So my guess is that this sort of thing happens as soon as the second person becomes involved in something. :)
There's a lot of truth here. My second hobby is historical hockey research. I have personally read many accounts in newspapers from the 1900's and 1910's (organized hockey developed later than baseball, and wasn't openly professional until the mid-oughts), decrying the sad state of the game, how younger players didn't care about the game like they did "back in the day", and of course how they simply weren't the same quality of player either.
 

What I am interested in is how the reaction to game designer pronouncements has changed over the years. Prisoner6 makes a perfect test case example of what I'm talking about. The view, that I've seen espoused more than a few times, is that previous designers were "talented amateurs" who were only interested in producing a "good game experience" while current designers are only interested in hammering your pocketbook as hard as they possibly can.

I'm simply curious when this shift occured.
First off, trust in the game designers specifically is inextricably linked to trust in the company that pays them and thus, in effect, gives them their sailing orders.

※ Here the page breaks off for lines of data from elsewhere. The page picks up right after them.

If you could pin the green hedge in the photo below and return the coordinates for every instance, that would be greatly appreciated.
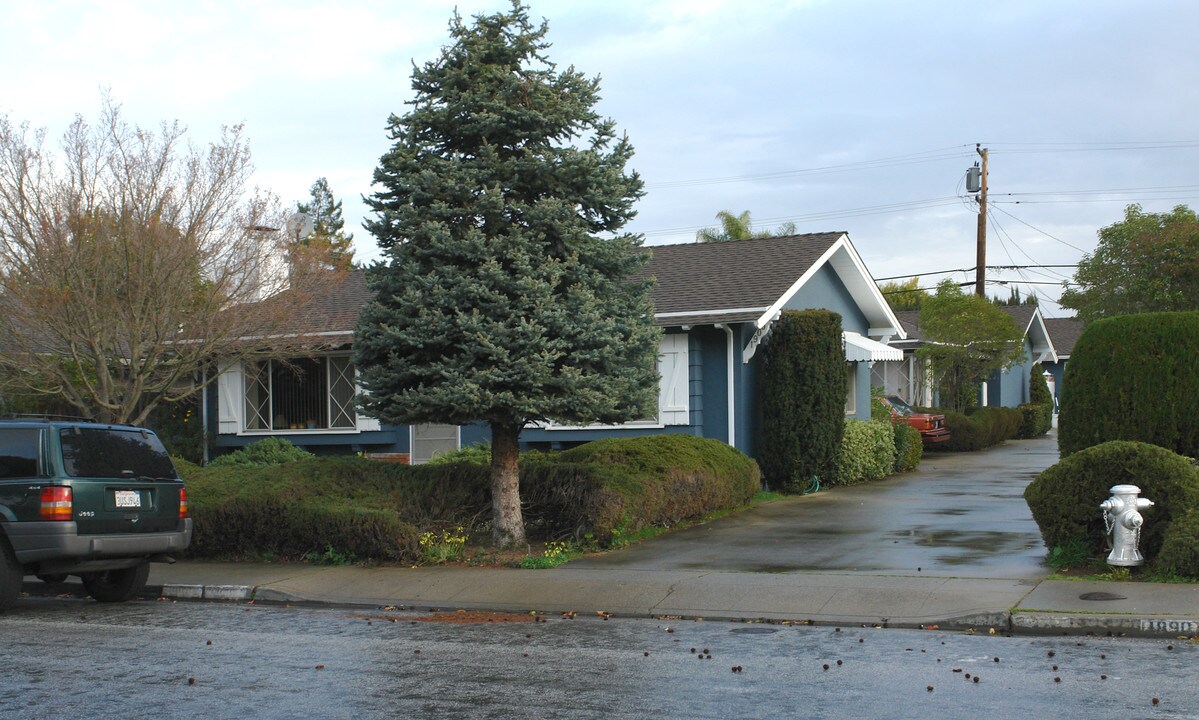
(802, 399)
(1065, 501)
(867, 452)
(1133, 377)
(372, 509)
(269, 451)
(983, 428)
(909, 447)
(657, 480)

For me, the loss of trust came partway through the 2e years, when I bought a few TSR splatbooks and found material from one repeated verbatim in another. It struck me then that these supplements weren't really put out to expand or enhance the game, but merely to make money. Since then, everything I've picked up has been viewed through this lens, and that extends to basic game design in 3e and particularly in 4e where (at least going in) there's a specific intent within the design to tie in with both DDM and an online subscription-based service.

Lanefan
 

I'm simply curious when this shift occured.
Again, your basic premise is critically flawed, and people have given you plenty of examples why. There was no dramatic shift; designers have always been subject to criticism and skepticism from fans. There was no perfect Edenic state that we poor wretched gamers have fallen from. Cripes, schism and criticism was sown right there at the beginning of the hobby: Gygax and Arneson couldn't agree on what D&D should have been. RuneQuest, Tunnels and Trolls, Chivalry and Sorcery, the Fantasy Trip, heck, almost every RPG made is in some way a reaction to or repudiation of some facet of D&D.

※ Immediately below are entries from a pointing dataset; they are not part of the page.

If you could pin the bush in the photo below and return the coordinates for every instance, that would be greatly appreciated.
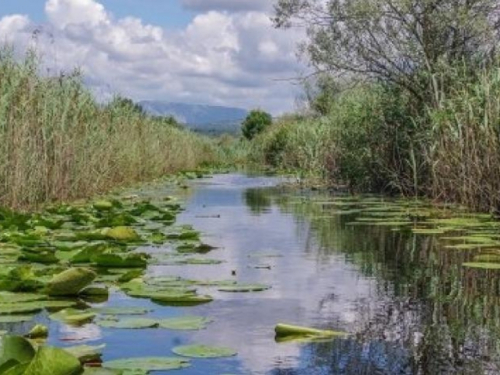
(58, 143)
(256, 122)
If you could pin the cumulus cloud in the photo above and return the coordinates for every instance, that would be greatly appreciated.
(222, 58)
(228, 5)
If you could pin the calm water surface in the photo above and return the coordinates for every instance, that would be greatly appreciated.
(409, 306)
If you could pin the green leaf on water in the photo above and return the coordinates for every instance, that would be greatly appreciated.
(121, 310)
(129, 323)
(148, 364)
(70, 282)
(204, 351)
(17, 349)
(15, 318)
(185, 323)
(73, 316)
(86, 353)
(244, 288)
(38, 332)
(53, 361)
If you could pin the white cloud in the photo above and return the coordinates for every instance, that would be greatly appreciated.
(228, 5)
(234, 59)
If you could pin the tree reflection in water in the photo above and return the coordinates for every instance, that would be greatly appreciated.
(429, 314)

So, I put it to you, when did "game designer" become synonymous with "something icky I scraped off my shoe"?
Just as a suggestion, I wouldn't recommend opening a thread with a rhetorically loaded post and then batting your eyes and proclaiming "I really don't have an opinion on any of this! I'm just curious!" I'm sure you're completely sincere, but it reads a little disingenuous.
 

What I am interested in is how the reaction to game designer pronouncements has changed over the years.
But you are demanding that people accept your first premise, which is that there is a difference and your second premise which is that the difference is defined by the phrase "stop trusting".
 

In any case, BryonD, I'm not quite sure what point you thought I was trying to make, but, whatever it was, it wasn't that. I was simply making an observation and putting it to the community to see if anyone else had noticed the same thing. No value judgements (other than possibly disliking the level of vitriol) attached.
Fine.
Then I am not responding to any point you are trying to make.
I am however responding to what you said.
No judgments (other than disliking the level of presumption and declaration of others position for them)
 

So, I put it to you, when did "game designer" become synonymous with "something icky I scraped off my shoe"?

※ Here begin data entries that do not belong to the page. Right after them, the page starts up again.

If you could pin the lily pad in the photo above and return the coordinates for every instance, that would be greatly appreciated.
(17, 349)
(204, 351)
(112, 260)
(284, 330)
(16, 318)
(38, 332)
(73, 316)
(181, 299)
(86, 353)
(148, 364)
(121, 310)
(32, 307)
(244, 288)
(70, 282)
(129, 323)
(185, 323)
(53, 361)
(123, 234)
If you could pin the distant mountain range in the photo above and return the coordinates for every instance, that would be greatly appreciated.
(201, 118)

I don't think has ever been synonymous with that.

I honestly think you're asking the wrong question - Is the question when we stopped trusting them, or when we stopped accepting everything they said? If the latter - we never did. Ever. Trust is earned, usually based on past performance. Trust is something that may get me to buy a product with less than average review before purchasing.

But, in the past couple decades of gaming, I haven't taken a developer's design just because it came form a developer. I take their designs because I like them, or think they are good ideas - not out of "trust".

I am a free-willed, critically thinking, analytical beast. I can make my own choices. I like it when someone else gives me good ideas that I can work with, but that doesn't mean I have to take everything they choose to feed me.
 

My name is Paul Maclean. I live in Bradford (UK). I own Yog-Sothoth.com. I like roleplaying games.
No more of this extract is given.